A doutrina social da Igreja é importantíssima para as agregações eclesiais que têm como objetivo de seu esforço a ação pastoral no âmbito social. Estas constituem um ponto de referência privilegiado enquanto atuam na vida social em conformidade à sua fisionomia eclesial e demonstram deste modo, quanto seja relevante o valor da oração, da reflexão e do diálogo para enfrentar as realidades sociais e para melhorá-las. Vale, em cada caso, a distinção «entre aquilo que os cristãos, individualmente ou em grupo, fazem em seu nome, como cidadãos levados pela consciência cristã, e aquilo que, em união com os seus pastores, fazem em nome da Igreja».

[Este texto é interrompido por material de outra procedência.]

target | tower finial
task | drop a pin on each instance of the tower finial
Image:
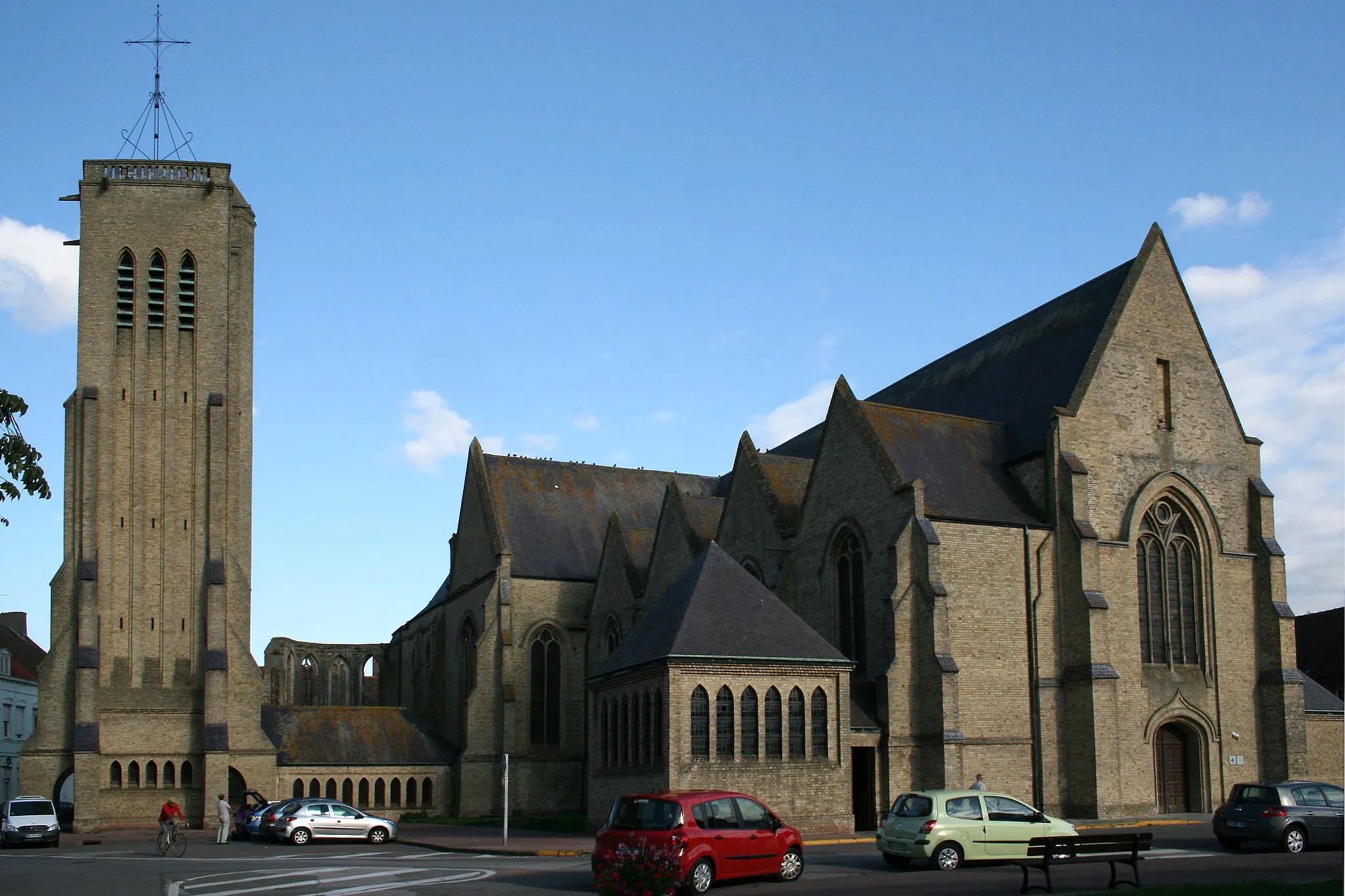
(158, 43)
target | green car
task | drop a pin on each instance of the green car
(953, 826)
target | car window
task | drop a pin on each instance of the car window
(33, 807)
(912, 806)
(1254, 794)
(642, 813)
(720, 816)
(1309, 796)
(1005, 809)
(963, 807)
(755, 817)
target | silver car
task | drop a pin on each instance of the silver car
(327, 819)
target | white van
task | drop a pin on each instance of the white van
(29, 820)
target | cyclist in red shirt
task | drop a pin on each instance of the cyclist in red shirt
(165, 819)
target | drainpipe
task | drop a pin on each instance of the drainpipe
(1033, 696)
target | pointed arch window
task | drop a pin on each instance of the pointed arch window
(545, 692)
(699, 725)
(820, 725)
(849, 565)
(748, 721)
(724, 723)
(125, 289)
(772, 725)
(798, 739)
(187, 293)
(1168, 572)
(155, 295)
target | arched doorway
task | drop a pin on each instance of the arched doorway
(1174, 753)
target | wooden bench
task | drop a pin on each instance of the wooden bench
(1046, 853)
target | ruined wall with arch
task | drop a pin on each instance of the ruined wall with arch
(307, 673)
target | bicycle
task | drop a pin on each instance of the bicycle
(173, 840)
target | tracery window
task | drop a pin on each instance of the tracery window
(546, 688)
(798, 739)
(1168, 571)
(748, 723)
(125, 289)
(850, 597)
(611, 637)
(772, 725)
(820, 723)
(156, 292)
(699, 723)
(724, 723)
(187, 293)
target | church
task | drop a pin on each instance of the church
(1048, 558)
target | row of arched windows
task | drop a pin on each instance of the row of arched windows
(795, 736)
(631, 730)
(385, 793)
(131, 777)
(156, 291)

e) O serviço nos diversos âmbitos da vida social
A presença do fiel leigo no campo social é caracterizada pelo serviço, sinal e expressão da caridade que se manifesta na vida familiar, cultural, profissional, econômica, política, segundo perfis específicos: obtemperando às diversas exigências de seu particular âmbito de atuação, os fiéis leigos exprimem a verdade de sua fé e, ao mesmo tempo, a verdade da doutrina social da Igreja, que encontra a sua plena realização quando é vivida em termos concretos para a solução dos problemas sociais. A mesma credibilidade da doutrina social reside de fato no testemunho das obras, antes mesmo que na sua coerência e lógica interna.
1. O serviço à pessoa humana
Entre os âmbitos do empenho social dos fiéis leigos, vem à tona antes de tudo o serviço à pessoa humana: a promoção da dignidade de toda pessoa, o bem mais precioso que o homem possui, é a tarefa essencial, antes, em certo sentido é «a tarefa central e unificadorado serviço que a Igreja, e nela os fiéis leigos, são chamados a prestar à família dos homens».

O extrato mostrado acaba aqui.